A really good read as it explore so many different features showing that girls may be friends but are far from being similar. So bring on the duck poop and hop in.

Lying About Last Summer

On the outset of this book looking in, you may depict it as being depressing or possibly of a horror genre. In this case you couldn’t be more wrong. The craftsmanship of Wallman has created a touching, up to date story about a girl dealing with grieving her sister whilst supposedly receiving messages from the dead.

Apart of this story is a very unique case, of a girl witnessing her sister’s death and living with the knowledge of being the only one in her family who knows how her sider died and wanting to forget the fact she could have saved her. Whilst being sent to a bereavement camp the summer after the event Skye must uncover the secrets of her sisters passing whilst also being aware that someone in her camp of grief is playing a horrible trick on her. As Skye gathers up the courage and tries to trust other people and go along with tam building activities, she must face an inner fear that begins to grow.

A few tips whilst reading this book. Please don’t get put off by the time zone. Wallman has crafted a way for us to go back in time with Skye in memory to the year when her sister died whilst also seeing her work her way through the bereavement process like the other kids at the camp. Don’t be afraid to cry- a couple of times in this book I had to pick up a tissue because it was so beautifully detailed and it really puts you with Skye on her journey. I have previously mentioned the red herring ending but don’t be too discouraged, make sure you read the epilogue but this may not give you full closure to some other characters and if you get so into this book like I did – you may feel the urge to want to kick a certain big headed camp mate in the head for what he does or maybe that’s just me. Definitely a good read and when you get near the ending you won’t want to put it down.

It’s About Love

On reading the blurb for this book you may be fooled to believe it has some sci-fi elements or links to movies like Star Wars. I can recommend this book without have any knowledge of the movies series. The main characters are called Luke and Leia but the story has nothing to do with the sci-fi pair.

This story does what it says on the tin, it is about love – compared to other popular teen rom-coms this book is probably more realistic than most. Personally I could easily imagine the actions described actually happening – they were that realistic. I thought about the author being a possible survivor of the stories “monsters”. The events of the story are very down to earth and beyond realistic and could easily be a true story.

A great story overall, it has twists and turns in unexpected places.
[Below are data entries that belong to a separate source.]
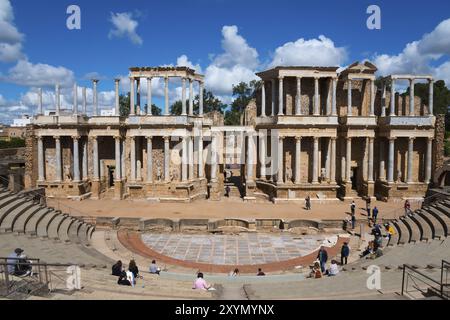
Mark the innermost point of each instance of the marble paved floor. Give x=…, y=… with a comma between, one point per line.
x=242, y=249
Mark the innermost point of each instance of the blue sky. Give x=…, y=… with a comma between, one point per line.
x=227, y=40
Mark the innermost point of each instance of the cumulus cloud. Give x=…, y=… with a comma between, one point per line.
x=419, y=56
x=314, y=52
x=10, y=38
x=124, y=26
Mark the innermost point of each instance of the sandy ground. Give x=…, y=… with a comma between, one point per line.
x=223, y=209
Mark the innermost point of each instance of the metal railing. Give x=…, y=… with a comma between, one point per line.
x=422, y=283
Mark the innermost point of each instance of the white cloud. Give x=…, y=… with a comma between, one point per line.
x=124, y=26
x=10, y=38
x=27, y=74
x=314, y=52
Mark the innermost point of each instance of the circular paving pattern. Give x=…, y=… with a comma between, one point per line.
x=242, y=249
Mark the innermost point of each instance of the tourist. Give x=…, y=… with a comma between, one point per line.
x=154, y=269
x=345, y=252
x=117, y=269
x=334, y=270
x=323, y=257
x=375, y=214
x=200, y=283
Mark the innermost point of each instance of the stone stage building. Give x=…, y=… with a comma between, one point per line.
x=309, y=131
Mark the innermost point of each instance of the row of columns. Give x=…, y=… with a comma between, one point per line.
x=135, y=89
x=298, y=107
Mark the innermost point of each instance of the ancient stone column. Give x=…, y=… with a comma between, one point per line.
x=183, y=97
x=333, y=160
x=373, y=94
x=76, y=159
x=392, y=112
x=316, y=97
x=138, y=96
x=149, y=96
x=200, y=99
x=149, y=159
x=411, y=97
x=40, y=107
x=191, y=97
x=316, y=160
x=57, y=100
x=117, y=109
x=431, y=96
x=41, y=176
x=348, y=161
x=84, y=101
x=410, y=160
x=75, y=99
x=263, y=99
x=84, y=160
x=280, y=178
x=333, y=99
x=132, y=92
x=280, y=96
x=428, y=160
x=349, y=98
x=370, y=174
x=167, y=159
x=273, y=97
x=58, y=159
x=191, y=157
x=391, y=160
x=118, y=158
x=133, y=158
x=298, y=100
x=94, y=83
x=298, y=161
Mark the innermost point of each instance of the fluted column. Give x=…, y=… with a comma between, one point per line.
x=348, y=161
x=316, y=160
x=298, y=161
x=316, y=97
x=132, y=92
x=333, y=160
x=411, y=97
x=41, y=175
x=95, y=96
x=428, y=162
x=349, y=97
x=133, y=158
x=58, y=159
x=391, y=160
x=166, y=96
x=263, y=99
x=409, y=173
x=280, y=96
x=117, y=104
x=392, y=112
x=167, y=159
x=280, y=178
x=371, y=150
x=431, y=96
x=298, y=100
x=118, y=159
x=76, y=159
x=149, y=159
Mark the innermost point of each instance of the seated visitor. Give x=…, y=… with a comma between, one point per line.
x=154, y=269
x=117, y=269
x=200, y=283
x=334, y=270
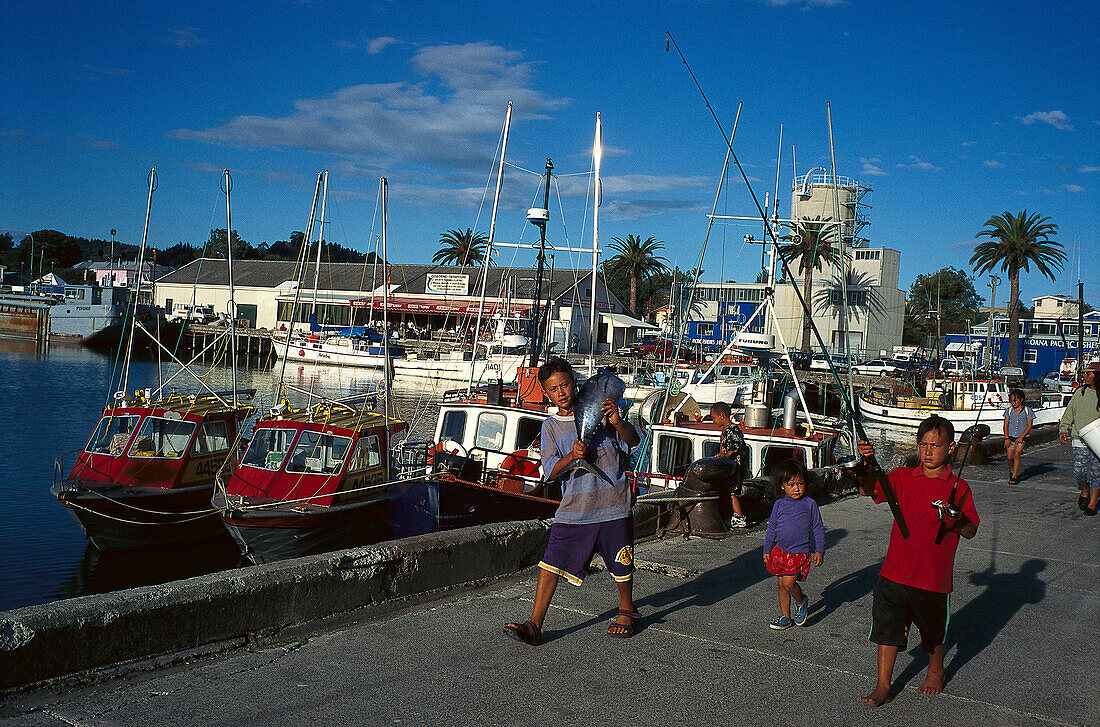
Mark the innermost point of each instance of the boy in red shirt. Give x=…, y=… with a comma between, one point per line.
x=915, y=579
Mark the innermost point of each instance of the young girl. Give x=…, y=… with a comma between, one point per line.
x=1018, y=421
x=795, y=538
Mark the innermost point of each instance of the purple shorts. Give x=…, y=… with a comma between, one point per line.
x=571, y=548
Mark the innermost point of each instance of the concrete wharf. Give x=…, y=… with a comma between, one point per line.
x=1022, y=647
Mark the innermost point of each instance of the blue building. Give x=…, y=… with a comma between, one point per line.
x=1043, y=342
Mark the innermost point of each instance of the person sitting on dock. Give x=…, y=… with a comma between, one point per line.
x=916, y=575
x=594, y=515
x=1018, y=421
x=1084, y=409
x=729, y=448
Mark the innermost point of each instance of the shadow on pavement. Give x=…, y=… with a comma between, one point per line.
x=977, y=624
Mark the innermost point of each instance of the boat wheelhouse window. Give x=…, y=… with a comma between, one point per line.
x=528, y=432
x=162, y=438
x=673, y=454
x=490, y=433
x=367, y=453
x=112, y=434
x=212, y=438
x=268, y=448
x=773, y=458
x=317, y=453
x=454, y=426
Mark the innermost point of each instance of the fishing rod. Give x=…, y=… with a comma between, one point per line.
x=872, y=462
x=950, y=508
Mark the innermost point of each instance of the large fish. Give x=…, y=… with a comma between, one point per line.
x=589, y=416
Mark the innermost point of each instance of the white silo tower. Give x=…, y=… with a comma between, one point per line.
x=813, y=196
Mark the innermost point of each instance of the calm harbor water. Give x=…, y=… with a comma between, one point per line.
x=52, y=401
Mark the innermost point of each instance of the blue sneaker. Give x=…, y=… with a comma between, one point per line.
x=799, y=614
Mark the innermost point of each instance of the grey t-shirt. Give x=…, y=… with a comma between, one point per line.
x=587, y=498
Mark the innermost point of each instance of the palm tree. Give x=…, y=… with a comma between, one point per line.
x=869, y=303
x=637, y=259
x=459, y=248
x=1015, y=242
x=812, y=243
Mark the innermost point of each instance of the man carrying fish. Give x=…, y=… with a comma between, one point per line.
x=584, y=445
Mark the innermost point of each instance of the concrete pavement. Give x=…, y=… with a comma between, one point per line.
x=1022, y=646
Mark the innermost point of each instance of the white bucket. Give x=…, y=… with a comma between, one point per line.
x=1090, y=434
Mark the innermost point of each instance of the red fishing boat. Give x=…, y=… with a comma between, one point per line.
x=315, y=480
x=146, y=474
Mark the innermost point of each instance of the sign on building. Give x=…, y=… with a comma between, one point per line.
x=450, y=284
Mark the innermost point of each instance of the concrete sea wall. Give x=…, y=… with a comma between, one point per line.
x=66, y=638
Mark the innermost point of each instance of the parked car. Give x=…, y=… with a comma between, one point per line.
x=873, y=367
x=818, y=362
x=1012, y=375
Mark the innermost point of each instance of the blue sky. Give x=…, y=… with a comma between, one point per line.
x=953, y=112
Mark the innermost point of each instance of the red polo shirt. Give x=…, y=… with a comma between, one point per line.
x=919, y=561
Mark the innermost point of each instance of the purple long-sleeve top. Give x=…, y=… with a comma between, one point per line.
x=795, y=526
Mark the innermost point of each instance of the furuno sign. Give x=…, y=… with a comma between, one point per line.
x=451, y=284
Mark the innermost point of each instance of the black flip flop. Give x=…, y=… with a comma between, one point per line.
x=527, y=632
x=629, y=629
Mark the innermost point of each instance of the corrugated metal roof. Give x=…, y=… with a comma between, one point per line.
x=353, y=278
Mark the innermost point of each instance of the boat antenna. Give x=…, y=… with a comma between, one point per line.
x=488, y=245
x=136, y=298
x=539, y=217
x=228, y=186
x=876, y=469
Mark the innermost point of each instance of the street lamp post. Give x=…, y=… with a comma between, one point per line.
x=989, y=326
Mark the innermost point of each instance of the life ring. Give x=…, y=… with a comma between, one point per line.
x=448, y=445
x=517, y=463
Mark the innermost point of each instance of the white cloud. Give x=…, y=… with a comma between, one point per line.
x=871, y=166
x=376, y=45
x=447, y=118
x=915, y=163
x=185, y=37
x=1056, y=119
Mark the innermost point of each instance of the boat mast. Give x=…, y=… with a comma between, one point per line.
x=597, y=154
x=232, y=303
x=141, y=264
x=297, y=289
x=320, y=243
x=488, y=248
x=539, y=217
x=384, y=191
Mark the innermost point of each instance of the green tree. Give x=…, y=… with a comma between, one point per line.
x=813, y=244
x=949, y=295
x=638, y=261
x=1015, y=243
x=459, y=248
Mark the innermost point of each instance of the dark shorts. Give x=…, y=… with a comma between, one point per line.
x=571, y=549
x=895, y=606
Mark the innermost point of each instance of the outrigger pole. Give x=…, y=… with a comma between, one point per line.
x=877, y=471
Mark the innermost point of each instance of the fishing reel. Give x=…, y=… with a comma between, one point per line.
x=946, y=510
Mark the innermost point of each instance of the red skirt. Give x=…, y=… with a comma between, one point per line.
x=784, y=563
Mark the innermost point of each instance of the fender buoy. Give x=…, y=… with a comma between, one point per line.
x=517, y=464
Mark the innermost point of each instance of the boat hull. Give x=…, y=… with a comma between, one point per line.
x=281, y=531
x=118, y=517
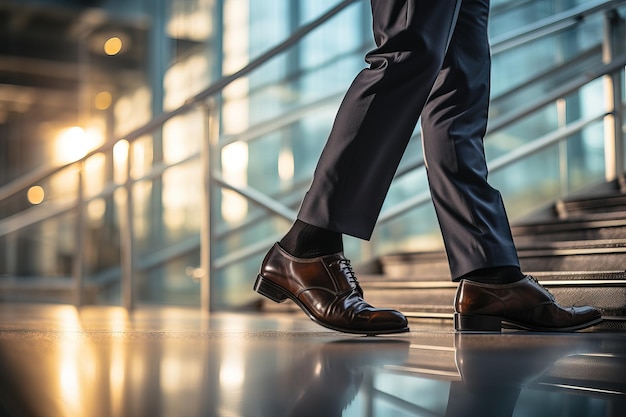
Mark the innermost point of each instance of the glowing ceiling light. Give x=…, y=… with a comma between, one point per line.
x=35, y=194
x=103, y=100
x=113, y=46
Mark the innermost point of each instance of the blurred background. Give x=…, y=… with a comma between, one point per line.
x=151, y=151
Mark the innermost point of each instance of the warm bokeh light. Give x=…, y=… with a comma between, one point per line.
x=35, y=194
x=75, y=142
x=113, y=46
x=103, y=100
x=70, y=144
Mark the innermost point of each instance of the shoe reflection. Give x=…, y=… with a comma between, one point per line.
x=325, y=380
x=493, y=370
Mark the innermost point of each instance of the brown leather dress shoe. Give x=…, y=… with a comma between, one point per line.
x=522, y=305
x=327, y=290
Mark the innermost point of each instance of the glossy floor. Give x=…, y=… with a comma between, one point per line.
x=100, y=361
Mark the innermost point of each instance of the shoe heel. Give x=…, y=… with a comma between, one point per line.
x=463, y=323
x=269, y=289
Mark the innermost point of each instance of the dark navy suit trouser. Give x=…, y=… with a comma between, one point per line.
x=432, y=60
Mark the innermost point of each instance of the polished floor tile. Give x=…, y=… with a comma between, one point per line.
x=100, y=361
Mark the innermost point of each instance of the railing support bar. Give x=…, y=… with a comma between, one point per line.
x=613, y=132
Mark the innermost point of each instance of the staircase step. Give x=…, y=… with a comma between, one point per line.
x=574, y=256
x=581, y=206
x=592, y=227
x=597, y=255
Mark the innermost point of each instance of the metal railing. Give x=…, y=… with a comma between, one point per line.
x=611, y=69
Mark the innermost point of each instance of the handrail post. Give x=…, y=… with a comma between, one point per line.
x=208, y=157
x=613, y=131
x=78, y=270
x=127, y=238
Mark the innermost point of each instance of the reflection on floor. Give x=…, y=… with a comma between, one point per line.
x=100, y=361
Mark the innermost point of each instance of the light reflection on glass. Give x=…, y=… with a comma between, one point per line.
x=234, y=170
x=120, y=159
x=285, y=165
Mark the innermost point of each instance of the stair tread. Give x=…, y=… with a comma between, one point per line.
x=443, y=282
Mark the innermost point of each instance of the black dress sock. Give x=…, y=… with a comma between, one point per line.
x=497, y=275
x=304, y=240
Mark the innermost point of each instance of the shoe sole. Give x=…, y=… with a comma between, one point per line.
x=468, y=323
x=278, y=294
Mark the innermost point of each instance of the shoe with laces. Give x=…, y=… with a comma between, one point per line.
x=327, y=290
x=524, y=304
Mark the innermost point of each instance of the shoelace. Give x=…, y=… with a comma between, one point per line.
x=346, y=268
x=530, y=277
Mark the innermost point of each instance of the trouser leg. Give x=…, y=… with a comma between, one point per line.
x=378, y=114
x=471, y=214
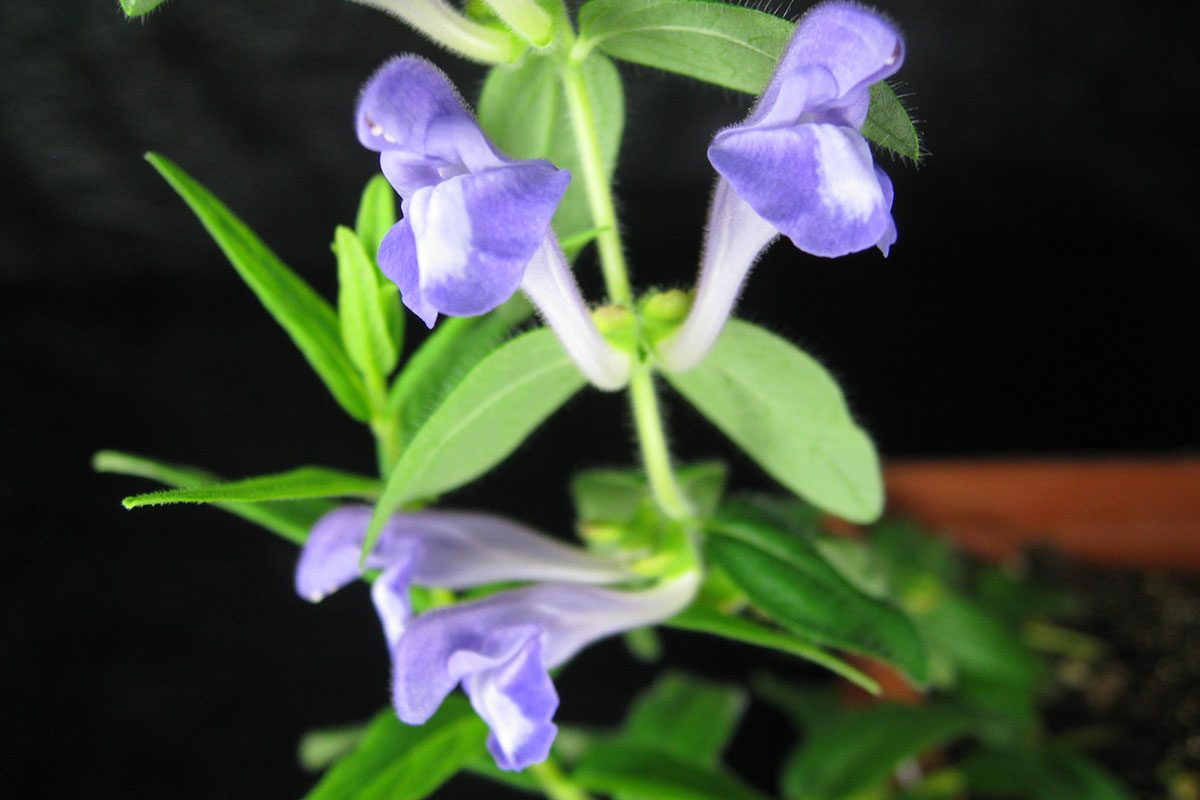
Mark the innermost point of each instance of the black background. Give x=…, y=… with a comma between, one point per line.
x=1041, y=300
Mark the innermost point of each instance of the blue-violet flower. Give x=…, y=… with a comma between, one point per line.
x=475, y=224
x=501, y=648
x=797, y=166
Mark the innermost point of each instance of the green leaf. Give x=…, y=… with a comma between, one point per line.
x=455, y=347
x=640, y=771
x=889, y=125
x=789, y=578
x=319, y=749
x=523, y=109
x=718, y=42
x=376, y=216
x=787, y=413
x=1054, y=774
x=685, y=716
x=293, y=485
x=849, y=753
x=400, y=762
x=138, y=7
x=310, y=320
x=615, y=495
x=292, y=519
x=707, y=620
x=486, y=416
x=360, y=307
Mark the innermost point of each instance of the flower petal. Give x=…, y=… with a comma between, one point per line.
x=397, y=260
x=517, y=701
x=551, y=287
x=856, y=44
x=477, y=233
x=456, y=549
x=400, y=102
x=502, y=647
x=815, y=182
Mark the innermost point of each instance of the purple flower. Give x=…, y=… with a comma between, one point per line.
x=475, y=224
x=472, y=218
x=454, y=549
x=797, y=166
x=498, y=648
x=502, y=648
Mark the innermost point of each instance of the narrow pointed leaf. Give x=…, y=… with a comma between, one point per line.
x=400, y=762
x=504, y=398
x=889, y=125
x=455, y=347
x=293, y=485
x=789, y=578
x=376, y=216
x=138, y=7
x=291, y=521
x=310, y=320
x=723, y=43
x=360, y=308
x=639, y=771
x=523, y=109
x=787, y=413
x=707, y=620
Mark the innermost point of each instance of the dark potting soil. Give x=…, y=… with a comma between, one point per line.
x=1134, y=705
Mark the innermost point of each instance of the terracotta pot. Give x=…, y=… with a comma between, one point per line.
x=1140, y=512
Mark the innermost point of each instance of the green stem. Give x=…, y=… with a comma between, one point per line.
x=595, y=181
x=555, y=785
x=648, y=420
x=653, y=440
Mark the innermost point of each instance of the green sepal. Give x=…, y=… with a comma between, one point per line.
x=401, y=762
x=789, y=415
x=888, y=124
x=685, y=716
x=310, y=320
x=723, y=43
x=289, y=519
x=445, y=358
x=484, y=419
x=139, y=7
x=304, y=482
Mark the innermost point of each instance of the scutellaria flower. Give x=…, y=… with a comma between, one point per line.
x=475, y=223
x=797, y=166
x=499, y=648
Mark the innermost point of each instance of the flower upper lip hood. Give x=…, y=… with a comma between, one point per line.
x=799, y=160
x=797, y=166
x=472, y=217
x=475, y=224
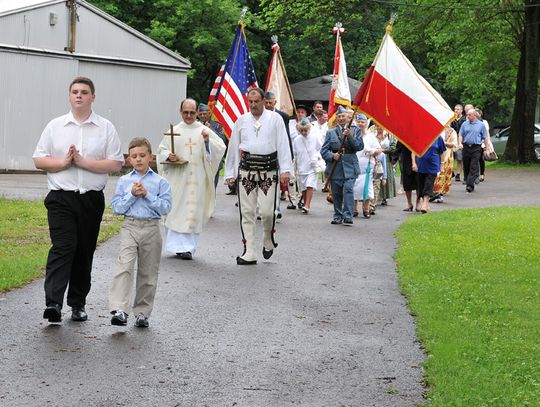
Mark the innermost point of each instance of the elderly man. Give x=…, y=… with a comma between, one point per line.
x=259, y=158
x=471, y=135
x=192, y=183
x=339, y=151
x=317, y=107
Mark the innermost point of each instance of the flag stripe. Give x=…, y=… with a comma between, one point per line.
x=404, y=115
x=228, y=96
x=398, y=70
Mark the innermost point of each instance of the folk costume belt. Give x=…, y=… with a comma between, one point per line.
x=259, y=162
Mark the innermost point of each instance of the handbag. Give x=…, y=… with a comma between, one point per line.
x=490, y=156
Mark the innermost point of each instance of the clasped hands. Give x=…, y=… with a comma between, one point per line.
x=72, y=157
x=138, y=189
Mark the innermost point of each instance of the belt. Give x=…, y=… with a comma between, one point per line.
x=259, y=162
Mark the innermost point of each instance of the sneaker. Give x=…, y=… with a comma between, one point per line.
x=119, y=318
x=141, y=321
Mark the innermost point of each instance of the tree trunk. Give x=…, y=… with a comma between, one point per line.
x=520, y=145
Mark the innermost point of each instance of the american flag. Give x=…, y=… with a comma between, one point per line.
x=228, y=98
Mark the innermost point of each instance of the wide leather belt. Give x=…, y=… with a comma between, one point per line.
x=258, y=162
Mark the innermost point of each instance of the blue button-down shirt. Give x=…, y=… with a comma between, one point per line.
x=154, y=205
x=473, y=133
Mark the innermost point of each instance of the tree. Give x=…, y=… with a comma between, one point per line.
x=471, y=52
x=520, y=145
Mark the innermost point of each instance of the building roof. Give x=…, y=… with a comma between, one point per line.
x=14, y=6
x=8, y=7
x=319, y=88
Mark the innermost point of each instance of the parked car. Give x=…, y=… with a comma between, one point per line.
x=499, y=140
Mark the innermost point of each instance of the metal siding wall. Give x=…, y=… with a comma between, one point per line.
x=138, y=101
x=33, y=91
x=32, y=29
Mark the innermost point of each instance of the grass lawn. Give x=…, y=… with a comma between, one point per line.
x=472, y=281
x=25, y=242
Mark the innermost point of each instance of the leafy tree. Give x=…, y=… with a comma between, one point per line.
x=471, y=53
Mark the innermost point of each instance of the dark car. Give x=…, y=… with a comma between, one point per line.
x=499, y=140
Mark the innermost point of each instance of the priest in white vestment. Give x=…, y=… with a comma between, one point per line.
x=192, y=183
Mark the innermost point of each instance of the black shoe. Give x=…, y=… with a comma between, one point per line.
x=267, y=253
x=185, y=255
x=78, y=314
x=53, y=313
x=119, y=318
x=241, y=262
x=141, y=321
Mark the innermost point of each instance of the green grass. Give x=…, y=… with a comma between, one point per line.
x=507, y=165
x=25, y=242
x=472, y=281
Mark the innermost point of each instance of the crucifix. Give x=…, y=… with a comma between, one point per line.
x=190, y=145
x=179, y=160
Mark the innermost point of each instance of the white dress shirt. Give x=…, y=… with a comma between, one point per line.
x=96, y=139
x=264, y=135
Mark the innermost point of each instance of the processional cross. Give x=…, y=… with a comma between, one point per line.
x=179, y=160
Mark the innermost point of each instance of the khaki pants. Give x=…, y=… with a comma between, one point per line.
x=258, y=191
x=140, y=241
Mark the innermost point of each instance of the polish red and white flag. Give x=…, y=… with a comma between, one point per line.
x=396, y=97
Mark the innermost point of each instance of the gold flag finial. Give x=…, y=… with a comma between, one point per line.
x=390, y=26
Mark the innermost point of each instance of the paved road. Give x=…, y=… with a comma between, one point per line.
x=322, y=323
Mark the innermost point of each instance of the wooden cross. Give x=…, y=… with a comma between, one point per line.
x=190, y=144
x=180, y=160
x=172, y=134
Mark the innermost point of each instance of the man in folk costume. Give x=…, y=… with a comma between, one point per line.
x=339, y=151
x=192, y=183
x=258, y=159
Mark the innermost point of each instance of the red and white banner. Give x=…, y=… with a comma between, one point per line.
x=340, y=93
x=278, y=83
x=395, y=96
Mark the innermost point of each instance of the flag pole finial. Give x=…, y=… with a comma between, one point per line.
x=390, y=26
x=243, y=14
x=338, y=28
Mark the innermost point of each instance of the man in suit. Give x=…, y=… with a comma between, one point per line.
x=339, y=150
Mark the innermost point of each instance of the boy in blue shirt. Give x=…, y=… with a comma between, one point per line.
x=143, y=197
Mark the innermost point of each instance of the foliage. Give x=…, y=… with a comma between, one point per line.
x=474, y=293
x=24, y=240
x=469, y=53
x=306, y=39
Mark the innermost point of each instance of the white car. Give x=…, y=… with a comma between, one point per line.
x=499, y=140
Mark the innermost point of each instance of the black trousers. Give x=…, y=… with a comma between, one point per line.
x=471, y=163
x=74, y=221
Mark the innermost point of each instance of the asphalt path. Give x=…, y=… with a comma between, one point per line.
x=321, y=323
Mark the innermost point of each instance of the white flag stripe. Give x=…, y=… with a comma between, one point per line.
x=342, y=92
x=397, y=69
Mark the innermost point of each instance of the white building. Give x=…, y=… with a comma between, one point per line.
x=45, y=44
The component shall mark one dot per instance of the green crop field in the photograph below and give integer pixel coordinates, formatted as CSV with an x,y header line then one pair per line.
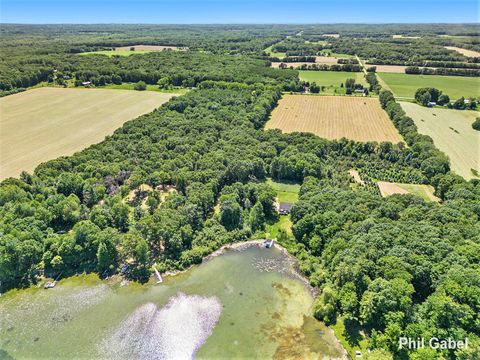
x,y
117,52
452,132
331,79
405,85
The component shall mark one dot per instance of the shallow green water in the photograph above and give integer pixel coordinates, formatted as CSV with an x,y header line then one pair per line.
x,y
242,304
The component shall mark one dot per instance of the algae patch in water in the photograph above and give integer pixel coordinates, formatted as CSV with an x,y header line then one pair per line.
x,y
175,331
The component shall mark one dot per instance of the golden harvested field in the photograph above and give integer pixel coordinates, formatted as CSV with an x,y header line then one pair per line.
x,y
389,68
466,52
147,48
334,117
423,191
45,123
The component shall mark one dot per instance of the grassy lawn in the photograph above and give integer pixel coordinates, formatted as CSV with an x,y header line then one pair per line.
x,y
272,53
116,52
286,192
284,222
405,85
129,86
423,191
331,79
350,337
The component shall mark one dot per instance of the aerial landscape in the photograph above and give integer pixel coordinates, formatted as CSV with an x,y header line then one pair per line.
x,y
246,182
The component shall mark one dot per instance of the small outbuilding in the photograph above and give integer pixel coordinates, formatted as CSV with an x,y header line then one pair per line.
x,y
284,208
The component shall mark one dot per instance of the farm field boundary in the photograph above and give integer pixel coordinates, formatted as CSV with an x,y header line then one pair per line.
x,y
334,117
45,123
452,133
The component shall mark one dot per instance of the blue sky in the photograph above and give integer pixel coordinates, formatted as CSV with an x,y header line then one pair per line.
x,y
234,11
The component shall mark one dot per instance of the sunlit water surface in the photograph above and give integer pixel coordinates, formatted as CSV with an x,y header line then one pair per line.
x,y
242,304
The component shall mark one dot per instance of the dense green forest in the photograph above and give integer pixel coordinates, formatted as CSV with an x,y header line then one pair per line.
x,y
395,266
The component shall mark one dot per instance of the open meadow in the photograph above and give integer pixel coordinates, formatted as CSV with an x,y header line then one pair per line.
x,y
452,133
466,52
45,123
334,117
423,191
332,80
405,85
138,49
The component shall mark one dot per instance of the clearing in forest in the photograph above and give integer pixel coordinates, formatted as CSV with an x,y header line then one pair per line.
x,y
286,192
398,69
148,48
423,191
327,60
334,117
138,49
452,132
405,85
332,80
45,123
466,52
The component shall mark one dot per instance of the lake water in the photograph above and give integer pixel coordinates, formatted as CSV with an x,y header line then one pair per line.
x,y
242,304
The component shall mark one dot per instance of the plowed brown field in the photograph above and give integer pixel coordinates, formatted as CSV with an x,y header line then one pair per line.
x,y
334,117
Violence combined with kisses which I think a lot of love stories miss out. This story is a male perspective about love and dealing with a broken home. The story mainly deals with masculinity being seen along brotherly love and friendship as well as a teenage crush. For a teenager to have to balance home, school and a love life as well as friends wanting to get in on it all. The book is a clear definition of a teenagers mind and how there perspectives on what they think about doing and what they actually do is all very apt.

A good read for anyone looking for a male protagonist or love story couple to root for. Some really good clear messages mixed with a clearly good progressive writer who explores his ideas in the form of writing extracts of his observations, memories and thoughts.